Less cosmically, one of the big tech stories of 2016 was the rollout of consumer VR—successful but not epochal, clearly the (or at least, a) future of gaming but no killer app. Oculus had a rocky launch caused by its decision to launch prematurely, without motion controls, which the launch of HTC/Valve’s Vive made clear is not an optional feature for truly compelling VR (and my own brief experience with an Oculus Rift at a Best Buy demo left me longing, after just 20 seconds in The Climb, for hand tracking), but the lack of motion controls & compelling content made for a slow launch. The Vive had a better launch with excellent motion controls & tracking, the comparable Oculus Touch controls only really shipping half a year later in December, demonstrating why Oculus launched when it did—it was either bite the bullet of a bad launch, or let Vive rule unopposed.
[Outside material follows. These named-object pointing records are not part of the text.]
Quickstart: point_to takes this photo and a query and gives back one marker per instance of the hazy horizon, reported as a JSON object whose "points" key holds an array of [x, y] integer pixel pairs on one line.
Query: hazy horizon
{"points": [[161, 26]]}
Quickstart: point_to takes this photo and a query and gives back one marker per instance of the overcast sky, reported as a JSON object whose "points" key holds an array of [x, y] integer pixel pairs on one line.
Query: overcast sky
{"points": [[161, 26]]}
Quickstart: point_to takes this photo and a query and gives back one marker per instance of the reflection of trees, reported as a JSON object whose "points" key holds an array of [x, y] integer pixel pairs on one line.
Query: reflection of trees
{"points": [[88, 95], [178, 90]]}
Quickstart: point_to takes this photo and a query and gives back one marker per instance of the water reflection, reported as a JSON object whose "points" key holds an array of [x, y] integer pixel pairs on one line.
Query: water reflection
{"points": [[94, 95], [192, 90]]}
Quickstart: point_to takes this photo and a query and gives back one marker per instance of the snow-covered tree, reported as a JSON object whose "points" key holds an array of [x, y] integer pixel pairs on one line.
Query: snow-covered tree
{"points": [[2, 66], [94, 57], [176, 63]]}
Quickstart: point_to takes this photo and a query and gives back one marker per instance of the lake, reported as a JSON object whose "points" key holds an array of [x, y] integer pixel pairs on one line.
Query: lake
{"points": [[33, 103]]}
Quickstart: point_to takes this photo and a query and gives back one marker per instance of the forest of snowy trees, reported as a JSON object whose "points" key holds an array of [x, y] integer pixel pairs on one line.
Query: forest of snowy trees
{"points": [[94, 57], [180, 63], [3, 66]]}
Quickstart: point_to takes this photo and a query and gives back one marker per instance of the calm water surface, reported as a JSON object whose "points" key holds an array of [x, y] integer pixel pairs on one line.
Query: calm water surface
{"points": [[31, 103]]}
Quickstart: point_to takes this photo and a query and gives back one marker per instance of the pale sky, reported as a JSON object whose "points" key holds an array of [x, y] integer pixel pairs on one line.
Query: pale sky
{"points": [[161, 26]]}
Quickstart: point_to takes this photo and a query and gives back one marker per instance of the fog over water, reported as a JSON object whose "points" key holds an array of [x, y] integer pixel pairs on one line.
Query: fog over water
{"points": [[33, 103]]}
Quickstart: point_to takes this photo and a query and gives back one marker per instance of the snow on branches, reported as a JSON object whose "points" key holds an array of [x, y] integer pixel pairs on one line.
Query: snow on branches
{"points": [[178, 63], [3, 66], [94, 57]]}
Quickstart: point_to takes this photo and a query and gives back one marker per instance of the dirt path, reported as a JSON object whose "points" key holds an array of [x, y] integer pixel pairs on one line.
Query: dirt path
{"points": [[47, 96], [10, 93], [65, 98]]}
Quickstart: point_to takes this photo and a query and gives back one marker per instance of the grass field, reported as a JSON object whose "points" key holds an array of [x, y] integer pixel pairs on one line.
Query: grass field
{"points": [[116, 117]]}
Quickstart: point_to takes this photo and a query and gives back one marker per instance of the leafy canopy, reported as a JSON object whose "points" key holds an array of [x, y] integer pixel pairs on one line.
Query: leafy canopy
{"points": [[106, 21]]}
Somewhat to my surprise, Sony’s quiet Project Morpheus launched successfully as PlayStation VR, making for 3 high-quality competing VR headsets/ecosystems. (Sony had not seemed serious about the whole VR thing so I doubted it would launch in 2016 or at all.) While most gamers, much less people, do not feel a burning need for getting into VR at the moment (myself included, as I think the screen resolutions need improvement), what is notable is what didn’t happen: we did not see widespread reports of vomiting, of people swearing off VR forever, of VR being discarded as a 3D-TV-like gimmick, of developers flooding in & getting burned, of sales plummeting and being well below the million-mark, of the initial trickle of games sputtering out… In short, of any of the things that the naysayers predicted would doom consumer VR. The worst that the early adopters, critics, and regular people have to say is that there are not enough good games (decreasingly true by the end of 2016), that the headsets and GPUs cost too much (true but will predictably be fixed as time passes), that the Oculus Rift lacked motion controls (fixed as of December 2016), and the resolution is too low / devices are wired / require external tracking (likely improved substantially in the second generation, possibly fixed entirely by the third or fourth)—nothing fatal or important, in other words. So it looks like VR is here to stay! It’s nice that at least one part of my childhood’s future has finally happened.